PAIO PIRES»» Seniores em risco de não entrarem na 2.ª Divisão Distrital


Por dificuldades de ordem económica…

EQUIPA TÉCNICA JÁ SE DEMITIU MAS HÁ UM GRUPO DE PESSOAS QUE ESTÁ A TENTAR CRIAR CONDIÇÕES PARA FAZER A INSCRIÇÃO

As contas do exercício de 2017 não foram aprovadas e da Assembleia Geral que deveria ser eleitoral acabou por sair uma comissão de gestão que se viu confrontada com graves problemas de ordem económica para as dimensões de um clube como o Paio Pires.

Do resultado da tomada de posse saiu a decisão que, nas condições financeiras atuais, não será possível manter a equipa de seniores.

Pelo que o nosso jornal conseguiu apurar há um grupo de pessoas que está a tentar manter a equipa e que vai tentar angariar o dinheiro suficiente para inscrever a equipa no campeonato. Mas, mesmo que isto aconteça, a participação na Taça AF Setúbal parece estar fora de hipótese porque a equipa técnica que vinha preparando a época [Sérgio Alegria e Ricardo Matos] demitiu-se.
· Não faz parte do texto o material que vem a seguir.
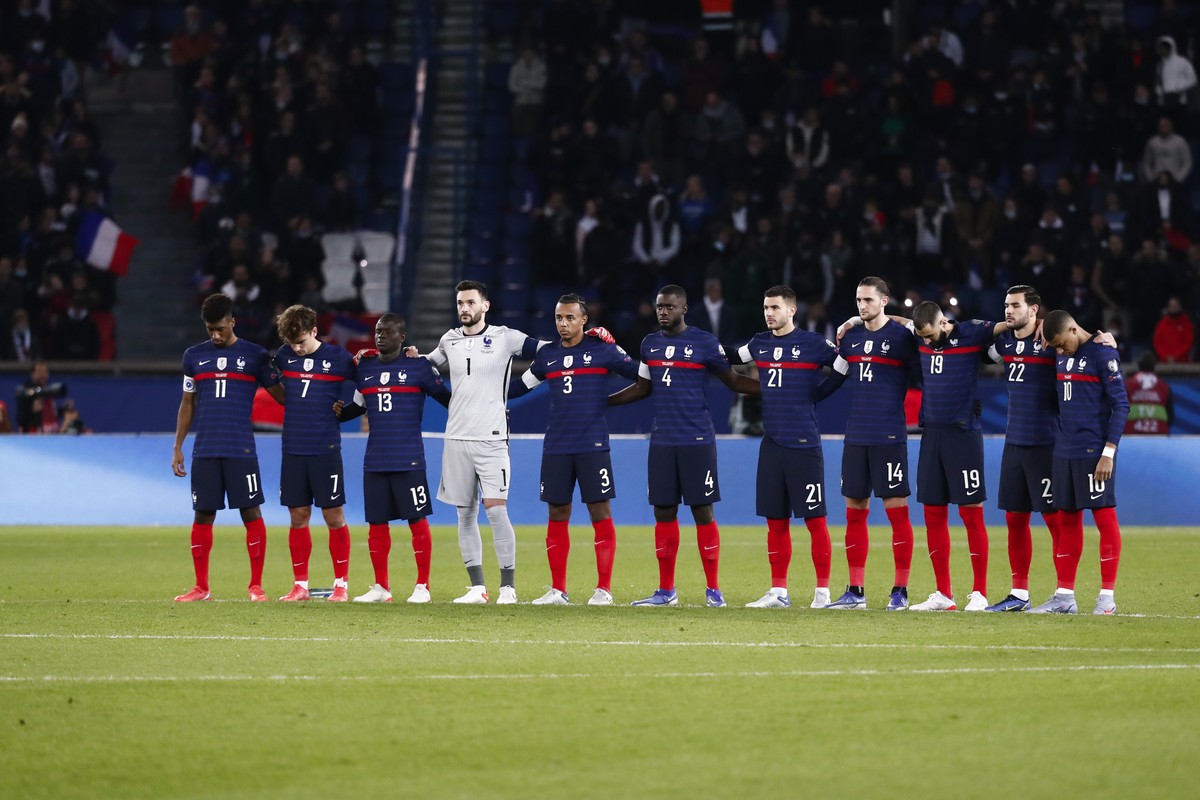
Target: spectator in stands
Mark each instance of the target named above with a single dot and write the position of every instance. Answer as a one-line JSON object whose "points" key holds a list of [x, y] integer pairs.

Falta de condições para continuar

Perante esta situação o nosso jornal contactou Sérgio Alegria que confirmou a sua saída porque, devido à incerteza que existe, entende não estarem reunidas as condições para continuar.
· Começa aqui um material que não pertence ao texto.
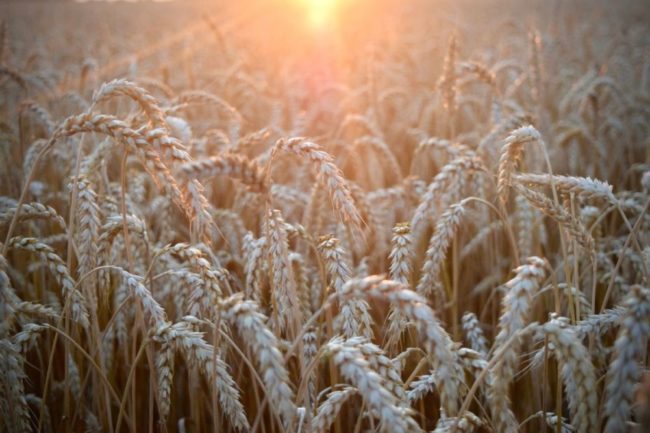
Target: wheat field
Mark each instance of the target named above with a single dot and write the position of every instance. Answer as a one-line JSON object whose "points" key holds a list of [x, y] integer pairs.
{"points": [[278, 216]]}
“A comissão de gestão considera que o clube não atravessa o nível de estabilidade financeira desejado para fazer face às despesas da próxima época de futebol. E, nesse sentido, comunicou que não era certo que houvesse uma equipa de futebol sénior para competir no campeonato distrital da 2.ª divisão”, começou por dizer ao nosso jornal Sérgio Alegria.

“Nós compreendemos a posição da comissão, porque estão a tomar as decisões adequadas à situação que encontraram, mas para nós representa o fim de um ciclo porque entendemos não ter mais condições para continuar o nosso trabalho. Penso que o que se revela errado no meio disto é o momento em que é realizada a transição directiva do clube, a 15 dias do arranque da época”.
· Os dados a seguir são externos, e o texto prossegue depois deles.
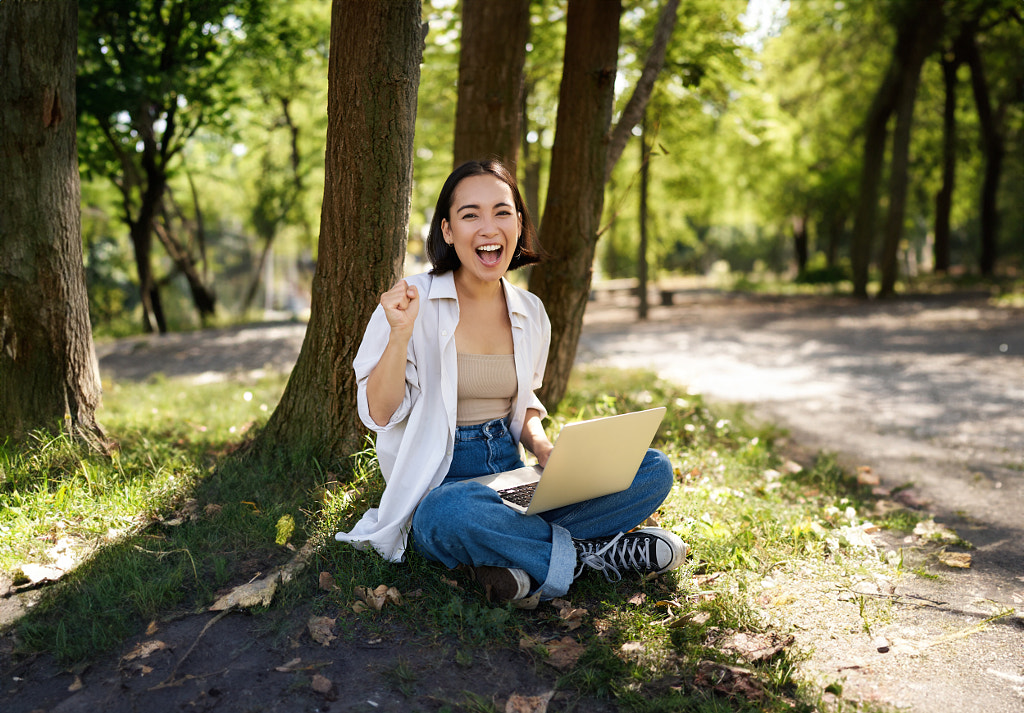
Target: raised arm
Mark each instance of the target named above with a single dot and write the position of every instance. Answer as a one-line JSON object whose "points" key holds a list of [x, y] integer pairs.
{"points": [[386, 384]]}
Dois meses a preparar uma época que não vai acontecer

E, continuando complementou: “Este acto eleitoral, que se converteu numa comissão de gestão devia ter acontecido até final de Maio, para que houvesse tempo suficiente para se preparar a época seguinte e para que as pessoas pudessem seguir o seu caminho livremente, de acordo com as propostas apresentadas”.

“Estivemos os últimos dois meses a preparar uma época que não irá acontecer, quando chegámos a recusar propostas para outros projectos porque estávamos dedicados a este. Até o trabalho de coordenação que havíamos iniciado, não foi levado em conta. Não é inédito assistirmos a estas situações no futebol, onde tudo muda de repente e o que hoje era, amanhã já não é. Os clubes, independentemente da sua dimensão, devem assegurar a continuidade dos projectos e dos seus recursos humanos. Agora, vamos finalmente de férias e aguardar que surjam novos desafios que poderão chegar só em Novembro ou Dezembro”, referiu Sérgio Alegria.

“Não saio com mágoa, porque compreendo o papel da comissão no meio disto tudo mas a conclusão que se tira deste processo é que aconteceu fora de tempo. O mundo do futebol está cheio de situações em que os treinadores vêem tudo à sua volta mudar radicalmente e muito depressa. Esta é apenas mais uma dessas situações e nós cá continuaremos para trabalhar, não neste mas em projectos futuros”, rematou.